If the daemon is already running on the system, we can simply use the go-ipfs-api to write a simple wrapper of the cmd.Command the node is already using.

An example of the current output via the HTTP api that would be wrapped by a go-ipfs-api shell: (the message format might change)

> curl -X POST "http://127.0.0.1:5002/api/v0/mount?encoding=text&system=fuse,fuse,9p&subsystem=pinfs,keyfs,file&target=I:,N:,/ip4/127.0.0.1/tcp/564"
binding to host:
/9p/file/socket/ip4/127.0.0.1/tcp/564
/fuse/pinfs/host/I:
/fuse/keyfs/host/N:

> curl -X POST "http://127.0.0.1:5002/api/v0/mount?list&encoding=json"
{"Info":"host bindings:"}
{"Target":"/9p/file/socket/ip4/127.0.0.1/tcp/564","Arguments":["/ip4/127.0.0.1/tcp/564"]}
{"Target":"/fuse/pinfs/host/I:","Arguments":["-o","FileSystemName=PinFS,volname=PinFS,uid=-1,gid=-1"]}
{"Target":"/fuse/keyfs/host/N:","Arguments":["-o","FileSystemName=KeyFS,volname=KeyFS,uid=-1,gid=-1"]}

All this would allow people to then, run a node with or without system binding capabilities, via a plugin. And/or use a standalone binary which does everything it needs to fulfill the CLI request somehow. Either on its own, or via a remote node's API. The implication here is that people might be able to include something like mount-ipfs in their /sbin as a hook for mount -t ipfs.

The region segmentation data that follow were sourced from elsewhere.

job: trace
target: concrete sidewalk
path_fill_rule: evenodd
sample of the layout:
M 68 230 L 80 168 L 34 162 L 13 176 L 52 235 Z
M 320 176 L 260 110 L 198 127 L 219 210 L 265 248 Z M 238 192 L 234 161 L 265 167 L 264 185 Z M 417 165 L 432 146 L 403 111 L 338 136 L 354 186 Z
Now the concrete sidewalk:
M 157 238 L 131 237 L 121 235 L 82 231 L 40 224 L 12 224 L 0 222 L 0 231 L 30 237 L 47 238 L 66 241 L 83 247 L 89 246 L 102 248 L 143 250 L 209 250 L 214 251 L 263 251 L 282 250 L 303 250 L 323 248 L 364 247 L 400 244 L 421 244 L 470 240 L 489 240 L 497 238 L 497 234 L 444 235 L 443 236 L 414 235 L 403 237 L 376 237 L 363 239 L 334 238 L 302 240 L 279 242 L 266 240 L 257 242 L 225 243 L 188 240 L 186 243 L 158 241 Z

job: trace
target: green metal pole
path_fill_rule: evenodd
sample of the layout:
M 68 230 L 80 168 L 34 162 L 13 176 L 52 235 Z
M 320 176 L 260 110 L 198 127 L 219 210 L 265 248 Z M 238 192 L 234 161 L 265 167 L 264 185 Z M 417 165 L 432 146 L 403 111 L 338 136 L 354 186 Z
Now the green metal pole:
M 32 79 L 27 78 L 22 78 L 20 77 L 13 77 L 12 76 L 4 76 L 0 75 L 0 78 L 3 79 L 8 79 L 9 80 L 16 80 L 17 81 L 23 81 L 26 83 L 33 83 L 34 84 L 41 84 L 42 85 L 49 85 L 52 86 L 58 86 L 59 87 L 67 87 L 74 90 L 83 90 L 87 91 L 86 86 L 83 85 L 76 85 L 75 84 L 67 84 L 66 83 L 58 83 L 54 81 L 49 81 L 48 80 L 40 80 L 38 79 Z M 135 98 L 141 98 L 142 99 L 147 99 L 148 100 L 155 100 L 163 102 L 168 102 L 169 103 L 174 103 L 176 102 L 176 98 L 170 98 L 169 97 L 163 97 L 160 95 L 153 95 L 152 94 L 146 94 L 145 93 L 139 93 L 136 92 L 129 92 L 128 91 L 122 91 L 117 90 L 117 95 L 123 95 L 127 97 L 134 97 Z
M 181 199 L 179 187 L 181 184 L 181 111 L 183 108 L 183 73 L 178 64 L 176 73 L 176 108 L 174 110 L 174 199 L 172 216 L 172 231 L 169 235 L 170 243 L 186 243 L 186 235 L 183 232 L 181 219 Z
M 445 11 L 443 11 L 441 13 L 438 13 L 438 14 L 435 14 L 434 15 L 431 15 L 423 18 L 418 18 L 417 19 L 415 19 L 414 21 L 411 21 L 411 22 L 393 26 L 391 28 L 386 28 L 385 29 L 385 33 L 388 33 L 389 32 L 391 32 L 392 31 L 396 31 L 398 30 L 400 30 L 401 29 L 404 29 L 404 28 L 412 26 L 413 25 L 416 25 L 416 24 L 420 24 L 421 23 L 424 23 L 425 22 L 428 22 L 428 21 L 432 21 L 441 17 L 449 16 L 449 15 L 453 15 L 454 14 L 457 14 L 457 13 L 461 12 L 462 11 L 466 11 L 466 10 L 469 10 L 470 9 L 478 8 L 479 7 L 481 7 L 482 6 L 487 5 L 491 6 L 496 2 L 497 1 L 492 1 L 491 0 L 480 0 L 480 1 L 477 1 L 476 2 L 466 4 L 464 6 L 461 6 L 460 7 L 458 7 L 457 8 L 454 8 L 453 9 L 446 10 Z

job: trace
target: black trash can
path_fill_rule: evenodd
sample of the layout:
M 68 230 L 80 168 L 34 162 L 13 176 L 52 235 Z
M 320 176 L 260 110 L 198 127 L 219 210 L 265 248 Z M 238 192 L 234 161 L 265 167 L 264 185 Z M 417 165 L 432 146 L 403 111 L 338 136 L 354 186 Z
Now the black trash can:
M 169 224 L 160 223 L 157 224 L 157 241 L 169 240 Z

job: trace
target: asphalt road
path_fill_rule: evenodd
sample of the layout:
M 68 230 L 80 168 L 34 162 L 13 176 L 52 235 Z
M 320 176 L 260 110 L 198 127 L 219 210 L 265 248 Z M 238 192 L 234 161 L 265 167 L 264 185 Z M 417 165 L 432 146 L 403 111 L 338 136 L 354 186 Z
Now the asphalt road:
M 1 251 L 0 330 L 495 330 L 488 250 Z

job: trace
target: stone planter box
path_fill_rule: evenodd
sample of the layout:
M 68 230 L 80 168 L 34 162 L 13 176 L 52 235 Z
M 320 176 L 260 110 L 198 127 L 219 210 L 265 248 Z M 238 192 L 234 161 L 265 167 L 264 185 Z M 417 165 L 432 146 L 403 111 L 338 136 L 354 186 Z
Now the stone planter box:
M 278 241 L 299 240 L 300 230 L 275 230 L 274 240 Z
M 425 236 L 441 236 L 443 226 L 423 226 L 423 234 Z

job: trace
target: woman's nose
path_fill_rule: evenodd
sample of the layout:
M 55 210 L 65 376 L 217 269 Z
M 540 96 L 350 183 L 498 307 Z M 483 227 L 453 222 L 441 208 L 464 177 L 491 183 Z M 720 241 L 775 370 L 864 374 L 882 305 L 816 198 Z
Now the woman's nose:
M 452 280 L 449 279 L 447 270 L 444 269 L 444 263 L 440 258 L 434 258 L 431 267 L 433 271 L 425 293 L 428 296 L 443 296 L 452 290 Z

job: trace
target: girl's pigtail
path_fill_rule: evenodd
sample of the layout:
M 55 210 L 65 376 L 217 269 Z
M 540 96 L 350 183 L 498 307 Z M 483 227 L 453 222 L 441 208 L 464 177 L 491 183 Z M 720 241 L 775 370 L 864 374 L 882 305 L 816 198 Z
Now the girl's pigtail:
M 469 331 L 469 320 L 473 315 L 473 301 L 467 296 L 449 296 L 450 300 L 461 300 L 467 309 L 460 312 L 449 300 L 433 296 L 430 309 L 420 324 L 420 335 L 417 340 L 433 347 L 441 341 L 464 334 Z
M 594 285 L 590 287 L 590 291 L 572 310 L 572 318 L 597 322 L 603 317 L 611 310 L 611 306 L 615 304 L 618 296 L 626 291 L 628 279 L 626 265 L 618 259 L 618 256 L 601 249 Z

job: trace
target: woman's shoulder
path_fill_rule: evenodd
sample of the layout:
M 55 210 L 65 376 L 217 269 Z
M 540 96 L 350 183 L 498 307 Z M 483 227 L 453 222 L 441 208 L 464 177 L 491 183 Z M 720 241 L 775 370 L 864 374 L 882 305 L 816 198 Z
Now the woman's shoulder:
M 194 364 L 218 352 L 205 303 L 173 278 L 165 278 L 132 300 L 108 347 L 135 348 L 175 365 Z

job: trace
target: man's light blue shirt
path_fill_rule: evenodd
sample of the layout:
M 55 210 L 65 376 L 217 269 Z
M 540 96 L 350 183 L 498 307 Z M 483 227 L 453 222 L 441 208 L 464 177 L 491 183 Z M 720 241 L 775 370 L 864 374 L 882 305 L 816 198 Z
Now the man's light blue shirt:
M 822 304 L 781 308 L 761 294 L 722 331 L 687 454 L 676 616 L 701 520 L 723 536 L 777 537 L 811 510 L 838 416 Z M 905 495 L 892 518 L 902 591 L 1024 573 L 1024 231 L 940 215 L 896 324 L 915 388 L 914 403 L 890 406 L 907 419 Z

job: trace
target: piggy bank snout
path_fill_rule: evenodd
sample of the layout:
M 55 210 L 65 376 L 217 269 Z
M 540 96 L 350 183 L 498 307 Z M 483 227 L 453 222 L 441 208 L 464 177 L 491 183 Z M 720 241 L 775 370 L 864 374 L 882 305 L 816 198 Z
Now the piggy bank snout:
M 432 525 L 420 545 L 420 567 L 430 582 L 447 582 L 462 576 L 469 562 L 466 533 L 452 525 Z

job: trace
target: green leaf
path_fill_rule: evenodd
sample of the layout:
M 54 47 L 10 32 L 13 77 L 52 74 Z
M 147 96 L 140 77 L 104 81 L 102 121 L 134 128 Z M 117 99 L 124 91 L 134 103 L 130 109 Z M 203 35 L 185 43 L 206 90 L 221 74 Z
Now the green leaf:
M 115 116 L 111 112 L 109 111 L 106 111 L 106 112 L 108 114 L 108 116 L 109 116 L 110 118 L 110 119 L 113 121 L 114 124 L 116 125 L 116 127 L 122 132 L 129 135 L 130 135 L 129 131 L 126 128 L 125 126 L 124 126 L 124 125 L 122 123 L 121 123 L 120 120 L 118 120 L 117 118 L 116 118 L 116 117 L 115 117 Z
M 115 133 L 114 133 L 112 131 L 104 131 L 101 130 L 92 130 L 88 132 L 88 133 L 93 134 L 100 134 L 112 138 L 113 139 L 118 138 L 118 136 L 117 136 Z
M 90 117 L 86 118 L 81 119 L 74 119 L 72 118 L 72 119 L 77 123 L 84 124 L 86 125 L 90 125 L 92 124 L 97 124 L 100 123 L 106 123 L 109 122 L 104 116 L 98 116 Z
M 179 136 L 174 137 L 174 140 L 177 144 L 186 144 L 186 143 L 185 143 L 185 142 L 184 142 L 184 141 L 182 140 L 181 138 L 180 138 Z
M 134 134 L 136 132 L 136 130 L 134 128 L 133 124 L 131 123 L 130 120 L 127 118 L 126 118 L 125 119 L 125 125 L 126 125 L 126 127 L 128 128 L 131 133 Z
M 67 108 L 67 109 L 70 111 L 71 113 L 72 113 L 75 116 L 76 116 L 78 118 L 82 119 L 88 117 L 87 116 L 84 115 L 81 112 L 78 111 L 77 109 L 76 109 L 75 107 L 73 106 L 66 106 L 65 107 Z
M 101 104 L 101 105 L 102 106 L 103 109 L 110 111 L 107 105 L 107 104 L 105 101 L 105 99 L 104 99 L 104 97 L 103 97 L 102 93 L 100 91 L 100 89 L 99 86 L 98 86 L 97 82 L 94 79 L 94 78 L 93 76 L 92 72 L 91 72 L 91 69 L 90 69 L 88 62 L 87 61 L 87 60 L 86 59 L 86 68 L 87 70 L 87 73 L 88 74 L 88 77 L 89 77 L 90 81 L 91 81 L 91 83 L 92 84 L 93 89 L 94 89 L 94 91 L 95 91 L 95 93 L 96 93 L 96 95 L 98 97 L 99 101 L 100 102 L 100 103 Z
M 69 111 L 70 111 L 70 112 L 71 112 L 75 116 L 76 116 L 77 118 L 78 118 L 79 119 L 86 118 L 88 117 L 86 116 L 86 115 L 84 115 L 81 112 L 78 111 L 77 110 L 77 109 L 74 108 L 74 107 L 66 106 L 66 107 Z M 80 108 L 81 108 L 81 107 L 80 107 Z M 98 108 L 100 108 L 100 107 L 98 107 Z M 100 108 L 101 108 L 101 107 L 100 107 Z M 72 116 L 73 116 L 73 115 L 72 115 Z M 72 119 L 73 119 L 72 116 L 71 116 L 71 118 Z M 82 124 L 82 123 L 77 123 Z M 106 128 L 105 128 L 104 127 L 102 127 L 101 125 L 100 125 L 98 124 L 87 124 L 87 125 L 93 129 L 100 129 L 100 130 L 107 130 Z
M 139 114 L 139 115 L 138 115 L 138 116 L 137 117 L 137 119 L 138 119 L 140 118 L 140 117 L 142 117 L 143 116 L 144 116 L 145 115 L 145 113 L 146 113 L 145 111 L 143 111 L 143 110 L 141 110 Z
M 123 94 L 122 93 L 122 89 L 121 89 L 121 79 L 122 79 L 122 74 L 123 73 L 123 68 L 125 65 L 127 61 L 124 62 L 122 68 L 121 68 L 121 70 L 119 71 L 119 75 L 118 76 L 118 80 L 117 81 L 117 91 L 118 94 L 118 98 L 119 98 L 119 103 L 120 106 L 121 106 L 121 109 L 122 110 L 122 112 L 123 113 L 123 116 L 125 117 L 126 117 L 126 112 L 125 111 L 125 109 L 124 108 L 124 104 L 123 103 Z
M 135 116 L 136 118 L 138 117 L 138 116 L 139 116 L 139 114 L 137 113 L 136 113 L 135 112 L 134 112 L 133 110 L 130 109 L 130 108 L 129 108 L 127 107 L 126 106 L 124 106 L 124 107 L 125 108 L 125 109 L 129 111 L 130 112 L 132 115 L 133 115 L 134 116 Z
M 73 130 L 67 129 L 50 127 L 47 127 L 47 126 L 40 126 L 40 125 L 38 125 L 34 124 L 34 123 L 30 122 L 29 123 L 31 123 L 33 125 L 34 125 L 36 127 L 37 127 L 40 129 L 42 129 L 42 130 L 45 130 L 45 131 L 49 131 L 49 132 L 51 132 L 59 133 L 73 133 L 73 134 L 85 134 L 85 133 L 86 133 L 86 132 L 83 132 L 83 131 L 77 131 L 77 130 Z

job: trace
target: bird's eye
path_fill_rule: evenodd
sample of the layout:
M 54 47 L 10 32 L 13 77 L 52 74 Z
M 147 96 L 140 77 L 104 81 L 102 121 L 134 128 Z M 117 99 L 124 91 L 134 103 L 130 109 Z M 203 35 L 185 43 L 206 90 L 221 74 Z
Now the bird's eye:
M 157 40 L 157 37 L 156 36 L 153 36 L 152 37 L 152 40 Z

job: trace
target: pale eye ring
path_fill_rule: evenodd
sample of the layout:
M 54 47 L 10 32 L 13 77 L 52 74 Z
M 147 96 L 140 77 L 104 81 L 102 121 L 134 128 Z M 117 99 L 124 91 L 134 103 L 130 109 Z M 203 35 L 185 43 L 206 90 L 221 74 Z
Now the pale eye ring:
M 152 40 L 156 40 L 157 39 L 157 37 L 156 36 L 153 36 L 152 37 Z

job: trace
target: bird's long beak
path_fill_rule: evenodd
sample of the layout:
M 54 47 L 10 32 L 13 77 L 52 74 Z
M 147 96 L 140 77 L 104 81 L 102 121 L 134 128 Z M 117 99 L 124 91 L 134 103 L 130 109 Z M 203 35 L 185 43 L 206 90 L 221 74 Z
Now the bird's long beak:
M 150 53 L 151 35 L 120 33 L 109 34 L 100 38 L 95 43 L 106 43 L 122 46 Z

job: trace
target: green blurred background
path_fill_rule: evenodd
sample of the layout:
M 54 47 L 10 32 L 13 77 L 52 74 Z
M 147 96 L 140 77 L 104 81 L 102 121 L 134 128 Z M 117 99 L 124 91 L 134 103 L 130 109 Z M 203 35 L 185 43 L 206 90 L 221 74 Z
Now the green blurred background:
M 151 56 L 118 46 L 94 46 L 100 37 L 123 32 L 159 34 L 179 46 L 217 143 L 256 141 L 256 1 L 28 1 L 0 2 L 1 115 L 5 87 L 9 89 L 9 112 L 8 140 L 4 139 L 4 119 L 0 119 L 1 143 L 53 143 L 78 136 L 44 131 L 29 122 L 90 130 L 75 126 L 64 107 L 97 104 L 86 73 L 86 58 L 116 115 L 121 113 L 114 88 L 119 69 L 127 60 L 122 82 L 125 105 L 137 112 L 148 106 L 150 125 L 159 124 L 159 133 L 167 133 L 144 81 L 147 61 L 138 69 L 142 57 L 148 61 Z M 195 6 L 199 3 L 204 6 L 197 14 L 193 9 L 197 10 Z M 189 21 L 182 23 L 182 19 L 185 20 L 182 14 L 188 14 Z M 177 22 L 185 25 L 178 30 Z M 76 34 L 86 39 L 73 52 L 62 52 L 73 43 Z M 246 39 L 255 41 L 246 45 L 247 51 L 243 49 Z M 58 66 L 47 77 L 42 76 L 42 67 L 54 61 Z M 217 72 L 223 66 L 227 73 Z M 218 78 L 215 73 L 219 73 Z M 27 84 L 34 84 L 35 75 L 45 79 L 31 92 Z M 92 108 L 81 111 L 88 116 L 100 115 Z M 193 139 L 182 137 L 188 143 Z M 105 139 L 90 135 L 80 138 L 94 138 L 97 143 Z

Considering we're using 9P, we also get the benefit of the standalone binary being able to mount a remote node locally (We can simple ask the node to spawn a 9P server socket on a listening TCP port, and on the local machine, mount the 9P server) e.g. the interaction would look like this: client tells server mount 9P server responds with []responses{socketAddr,...} client does PlatformMount(response)

On Linux this translates to a syscall.Mount(socketAddr, localPath) On other platforms it would call out to the shell command of Plan9Port which implements 9P mounting for the OS (Windows also supports native mounting of 9P but this API isn't documented, I need to see if I can contact some of the people at MSFT who worked on it about their plans with it)

This works fine, but our 9P library lacks the AUTH protocol, and message encryption. But those could be added so that clients would need to auth with the remote 9P server on the node, and data traffic between them could be encrypted via the protocol. Making it more viable over WAN than just LAN.